This course introduces the basics of cluster and supercomputing with MPI (the message passing interface) and the basics of GPU computing with CUDA and OpenCL. This course will also review current research being done in the areas of high performance distributed computing and GPU computing.


Objectives


At the completion of this course, students should be proficient in GPU computing and programming in MPI; as well as knowledgeable of the current research being done in the area of high performance distributed computing and GPU computing. Main objectives include:

  1. Introduce super/cluster computing with MPI.
  2. Introduce GPU computing with CUDA.
  3. Examine a wide range of current topics in high performance distributed computing.
  4. Participate in a research project to gain expertise in HPDC.


Outcomes


Students will gain knowledge/understanding of the following:

  1. MPI and super/cluster computing.
  2. GPU computing with CUDA.
  3. Cluster and GPU architectures.
  4. Current research in high performance distributed computing.
  5. The process of performing research in a computer science topic and writing an academic research paper.
Students will acquire the ability to do the following:
  1. Create and debug programs in MPI and CUDA.
  2. Run applications on clusters and GPUs.
  3. Write a research paper using LaTeX.
  4. Present research topics in front of a group.


Pre-Requisites


None.


Text


The following texts are suggested for this course:

  • An Introduction to Parallel Programming, Peter S. Pacheco.
  • Programming Massively Parallel Processors, David B. Kirk and Wen-mei W. Hwu.


Grading


The course grade will consist of one group research project, one research paper presentation, four programming assignments and one test. The grade will be calculated as follows:

  • 40% - Group Research Project:
    • 10% - Initial Proposal and Related Work Survey Paper
    • 10% - Group In-Class Presentation
    • 20% - Final Paper
  • 40% - Programming Assignments:
    • 10% - MPI Programming Assignment 1
    • 10% - MPI Programming Assignment 2
    • 10% - CUDA Programming Assignment 1
    • 10% - CUDA Programming Assignment 2
  • 10% - In Class Research Paper Presentation
  • 10% - In Class Participation

There will be the following grade distribution:

  • [90 - 100]: A
  • [80 - 89.9999...]: B
  • [70 - 79.9999...]: C
  • [65 - 69.9999...]: D


Academic Integrity


The development of the individual problem solving skills needed for computer programming is one of the major objectives of this course. Students are to work independently of each other in completing the programming assignments. Any exception to this rule will require documentation signed by me allowing the collaborative work.

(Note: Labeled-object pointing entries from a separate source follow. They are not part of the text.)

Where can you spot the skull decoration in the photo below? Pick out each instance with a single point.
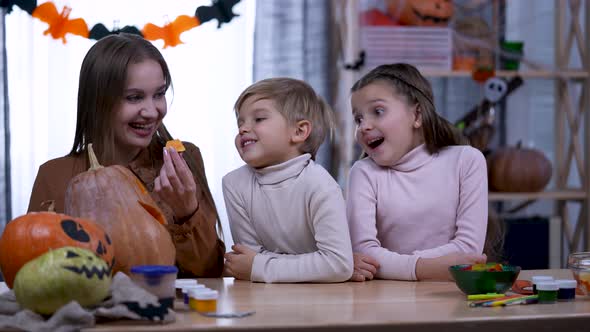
(59, 276)
(35, 233)
(494, 89)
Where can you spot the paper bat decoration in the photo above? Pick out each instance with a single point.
(358, 64)
(170, 33)
(26, 5)
(99, 31)
(60, 24)
(221, 10)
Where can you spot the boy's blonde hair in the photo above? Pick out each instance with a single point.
(296, 101)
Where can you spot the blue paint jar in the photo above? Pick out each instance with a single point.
(158, 280)
(567, 290)
(538, 279)
(186, 290)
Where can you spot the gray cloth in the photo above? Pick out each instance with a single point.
(127, 301)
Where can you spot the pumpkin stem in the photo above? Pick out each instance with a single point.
(51, 206)
(94, 164)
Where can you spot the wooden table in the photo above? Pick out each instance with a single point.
(378, 305)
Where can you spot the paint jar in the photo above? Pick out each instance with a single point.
(547, 291)
(205, 301)
(567, 290)
(538, 279)
(192, 296)
(579, 264)
(187, 289)
(179, 284)
(158, 280)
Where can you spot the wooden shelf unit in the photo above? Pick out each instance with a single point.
(541, 74)
(559, 195)
(571, 117)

If you need help, you are welcome to consult with your instructor, your teaching assistant, or the staff of the department's Instructional Help Desk in 109A Streibel Hall. A submission of source code that you did not develop or homework assignments that was not your individual writing will be treated as plagiarism. These assignments will receive zero points and you may be referred to the Associate Dean of Student Life as a case of Scholastic Dishonesty.


Attendance


Class attendance and lab attendance are required. Any student missing more than 6 classes without a doctors excuse will fail the course. The classroom is the primary venue for course material, announcements, and other information relevant to the course. An on-line course management system may be used to make some information available to students, but this is intended to enhance, not replace, classroom interaction.


Homework and Lab Submission


Code for homeworks and labs must be commented and properly formatted (see different coding styles, I prefer 1TBS) or points will be taken away. The final homework submission must be submitted through Moodle. Each homework will list its grading criteria.

Late assignments will have their grades penalized by 15% the first day, and 30% the second day. No assignments will be accepted more than two days late. Homeworks are to be done individually (see Academic Integrity) and may involve a significant amount of programming, so start them early.


Lab Policies


All lab assignments must be completed by the end of the lab session. Any exception will require proper excuse with permission granted before the end of the lab session. Partial credit may be given to incomplete work.

Any issues related to the machines in the computer labs can be sent to cslabs@cs.und.edu.


Students with Disabilities


Upon request, the Computer Science Department will provide reasonable accommodations for students with disabilities as specified in the policies of the UND office of Disability Services for Students (DSS). You must contact your instructor to request and arrange accommodations.